This week at the SCC

The Supreme Court of Canada will hear three appeals this week, one civil and two criminal.

The Supreme Court of Canada will hear three appeals this week, one civil and two criminal.

April 16: Bela Kosoian v. Société de transport de Montréal, et al. (Quebec) (Civil) (By Leave) 38012
The appellant was arrested in the Montmorency subway station in Laval, Quebec for refusing to hold on to a handrail while descending an elevator. She was identified, arrested, and subsequently brought an action in damages against the Société de transport de Montréal, Ville de Laval and the arresting police officer. The Court of Quebec dismissed the action, finding that the respondents had committed no fault, and the Court of Appeal reached the same conclusion. At issue in the case is i) the standard of liability applying to the arresting police officer, who asked the appellant to identify herself and then searched her, and ii) the status of a pictogram in the subway station and whether the appellant was expect to have heeded it. Appellate court justice Mark Schrager, dissenting, found the respondents to be solidarily liable, but also concluded that the appellant had partially contributed to her injury in refusing to identify herself.

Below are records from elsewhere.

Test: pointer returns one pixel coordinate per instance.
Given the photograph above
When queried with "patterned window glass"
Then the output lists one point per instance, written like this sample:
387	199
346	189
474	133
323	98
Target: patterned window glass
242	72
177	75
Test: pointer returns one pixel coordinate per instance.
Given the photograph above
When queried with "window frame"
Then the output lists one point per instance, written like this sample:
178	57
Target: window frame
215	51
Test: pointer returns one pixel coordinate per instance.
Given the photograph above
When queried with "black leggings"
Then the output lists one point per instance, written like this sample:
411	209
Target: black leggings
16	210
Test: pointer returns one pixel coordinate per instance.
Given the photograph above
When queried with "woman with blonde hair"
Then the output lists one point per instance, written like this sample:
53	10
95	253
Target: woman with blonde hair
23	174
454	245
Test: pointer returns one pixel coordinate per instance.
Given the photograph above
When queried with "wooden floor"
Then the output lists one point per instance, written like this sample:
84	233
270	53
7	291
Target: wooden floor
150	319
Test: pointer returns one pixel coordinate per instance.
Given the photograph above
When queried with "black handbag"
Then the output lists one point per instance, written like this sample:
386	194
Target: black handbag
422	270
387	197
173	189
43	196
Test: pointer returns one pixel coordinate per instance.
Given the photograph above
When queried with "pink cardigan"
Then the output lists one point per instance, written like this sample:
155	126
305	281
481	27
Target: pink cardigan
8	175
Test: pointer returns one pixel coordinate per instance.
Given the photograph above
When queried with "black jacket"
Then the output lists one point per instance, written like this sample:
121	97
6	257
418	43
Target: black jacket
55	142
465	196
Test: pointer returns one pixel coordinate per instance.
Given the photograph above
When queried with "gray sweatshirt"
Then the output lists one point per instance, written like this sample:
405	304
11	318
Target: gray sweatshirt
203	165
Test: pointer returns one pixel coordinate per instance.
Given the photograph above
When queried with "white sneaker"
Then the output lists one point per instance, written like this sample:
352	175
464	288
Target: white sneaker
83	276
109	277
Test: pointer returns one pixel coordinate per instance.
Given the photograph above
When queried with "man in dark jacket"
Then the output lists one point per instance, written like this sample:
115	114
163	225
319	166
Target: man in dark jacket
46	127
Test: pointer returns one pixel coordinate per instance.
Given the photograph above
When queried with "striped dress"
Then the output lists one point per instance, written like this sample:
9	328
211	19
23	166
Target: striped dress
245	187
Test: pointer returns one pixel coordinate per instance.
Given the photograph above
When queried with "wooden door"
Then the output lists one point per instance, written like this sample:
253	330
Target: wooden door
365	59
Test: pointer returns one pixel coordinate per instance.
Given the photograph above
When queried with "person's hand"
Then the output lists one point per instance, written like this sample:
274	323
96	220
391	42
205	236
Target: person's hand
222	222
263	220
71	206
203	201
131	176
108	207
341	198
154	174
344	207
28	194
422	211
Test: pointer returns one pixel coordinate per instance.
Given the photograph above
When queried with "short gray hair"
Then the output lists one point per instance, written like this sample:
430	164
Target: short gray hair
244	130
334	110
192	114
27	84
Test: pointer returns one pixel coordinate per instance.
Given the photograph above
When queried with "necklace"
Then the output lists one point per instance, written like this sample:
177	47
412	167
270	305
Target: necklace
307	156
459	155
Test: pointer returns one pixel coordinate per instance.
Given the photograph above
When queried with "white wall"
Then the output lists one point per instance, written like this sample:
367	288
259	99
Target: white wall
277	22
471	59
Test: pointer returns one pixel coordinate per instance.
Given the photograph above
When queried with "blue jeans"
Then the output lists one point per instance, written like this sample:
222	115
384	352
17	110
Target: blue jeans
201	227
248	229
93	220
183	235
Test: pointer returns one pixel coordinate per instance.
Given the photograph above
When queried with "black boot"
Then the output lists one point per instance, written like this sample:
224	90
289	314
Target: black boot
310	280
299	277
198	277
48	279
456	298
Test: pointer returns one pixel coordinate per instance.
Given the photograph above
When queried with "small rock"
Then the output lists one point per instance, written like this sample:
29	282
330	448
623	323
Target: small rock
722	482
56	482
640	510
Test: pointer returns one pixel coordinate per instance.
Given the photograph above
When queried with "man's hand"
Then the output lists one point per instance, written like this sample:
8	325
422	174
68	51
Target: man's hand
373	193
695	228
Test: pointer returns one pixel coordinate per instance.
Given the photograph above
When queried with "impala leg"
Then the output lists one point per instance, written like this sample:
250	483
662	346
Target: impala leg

Read the appellate court decision here.

Related news stories:
Supreme Court to hear case of woman arrested after not holding escalator handrail; CTV News

She was handcuffed for not holding an escalator's handrail. Ten years later, she's headed to Canada's Supreme Court; Toronto Star

Related legal bulletin:
SCC to Hear Woman Arrested for Not Holding a Handrail; theCourt.ca

April 17: Her Majesty the Queen v. Sivaloganathan Thanabalasingham (Quebec) (Criminal) (As of Right) 37984
This case concerns an application of the Jordan decision. The respondent is a refugee from Sri Lanka and a permanent resident of Canada. He was arrested on August 11, 2012 and charged with second-degree murder in the death of his wife. His trial was scheduled to begin on April 10, 2017, at which time he applied for a stay of proceedings, claiming that his right to trial in a reasonable period had been infringed. The stay was granted. The Crown appealed the decision on the stay, but a deportation order was made against the accused three days later, and he was removed from Canada on July 5, 2017. The Crown continued its appeal of the stay of proceedings regardless; the majority of the Court of Appeal of Quebec found the appeal was moot, but chief justice Nicole Duval Hesler would have allowed the appeal, annulled the stay and ordered a new trial for the respondent. One issue in the case is the status of the respondent/accused should he return to Canada.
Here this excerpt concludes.